Bir önceki yıl ''Yatırım Destek ve Tanıtım Ajansı''nı kurduklarını ve doğrudan kendisine bağlı çalışan bu ajansın, yatırımcılara her türlü yardım ve hizmeti sağlayarak Türkiye'deki yatırım imkanlarını en ayrıntılı şekilde ilgili çevrelere duyurduğunu anlatan Erdoğan, 4 yıldan beri dünyanın en büyük şirketlerinin üst düzey temsilcilerini İstanbul'da ağırlayarak yatırımlara ilişkin tavsiyelerde bulunduklarını kaydetti.

Başbakan Erdoğan, bu toplantılardan 4'üncüsünü önümüzdeki hafta gerçekleştireceklerini ve burada şu ana kadar olan süreci değerlendirerek bundan sonra ne yapmaları gerektiği konusunda tavsiyeler alacaklarını belirtti.

''TÜRKİYE ULUSLARARASI SERMAYE ÇEKEN 7 ÜLKE ARASINDA''

Bütün bu çabaların şu ana kadar somut sonuçlar verdiğini, Türkiye'nin küresel yatırımlar noktasında dünyanın ilgisini çeken cazip bir ülke konumuna yükseldiğini dile getiren Erdoğan, Türkiye'nin OECD ülkeleri arasında son 10 yılda en çok net doğrudan uluslararası sermaye çeken 7 ülke arasında yer aldığını, 2007 yılı sonu itibariyle de küresel yatırım miktarının 22 milyar dolara yükseldiğini bildirdi.Yatırım ortamını iyileştirme çalışmalarını da aynı kararlılıkla sürdürdüklerini vurgulayan Erdoğan, ''Bu fırsatlarla Arap ülkelerinden girişimci ve yatırımcıları ülkemizde daha yoğun şekilde görmekten büyük mutluluk duyacağız'' diye konuştu.
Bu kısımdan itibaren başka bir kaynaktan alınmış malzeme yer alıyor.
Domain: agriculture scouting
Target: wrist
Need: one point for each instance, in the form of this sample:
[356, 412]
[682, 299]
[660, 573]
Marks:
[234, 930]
Türkiye'de özellikle enerji ve inşaat sektörlerinde önemli yatırım imkanları bulunduğuna dikkat çeken Erdoğan, demir yollarının modernizasyonu, otoyol, metro, havaalanı inşaatı, içme ve kullanma suyu şebekeleri yapım ve modernizasyonu, elektrik üretim ve dağıtımı gibi alanlarda uluslararası yatırımcıların ilgisini çekebilecek önemli fırsatların mevcut olduğunu kaydetti.

Erdoğan, yine özelleştirme faaliyetleri çerçevesinde Tekel, THY, Halkbank başta olmak üzere diğer kamu bankaları, elektrik dağıtım ve
üretim şirketlerini program içinde yer aldığını bildirdi.

TÜRKİYE-ARAP DÜNYASI EKONOMİK İLİŞKİLERİ

Başbakan Erdoğan, Türkiye ile Arap dünyası ülkeleri arasındaki ekonomik ve ticari ilişkilerin güçlenerek geliştiğine işaret ederek, şunları
söyledi:''Ancak ticari ve ekonomik ilişkilerimize genel olarak bakıldığında, mevcut potansiyelimizin çok altında olduğunu sizler de kabul edersiniz.
Aramızdaki ticari ilişkiler olması gereken noktada değil. Mevcut potansiyelimizin gereğini aramızda gerçekleştiremiyoruz. Aslında çok
imkanlarımız var, ama biz bu imkanlarımızı kendi aramızda devşirmiyoruz. Onu başardığımız anda bu çok ciddi güç aktarımı olacaktır. Bu imkanları,
bu fırsatları azami düzeyde harekete geçirmek için Türkiye olarak, üzerimize düşeni en iyi şekilde yerine getireceğimizi bilmenizi
isterim.''Başbakan Erdoğan, foruma başarı dileklerinde bulunarak, emeği geçenlere teşekkür etti.
Konuşmasının ardından foruma katılan ve açılış konuşmasını gerçekleştiren konuk başbakanlarla birlikte fotoğraf çektiren Erdoğan, çıkışta da forum kapsamında açılan stantları ziyaret etti.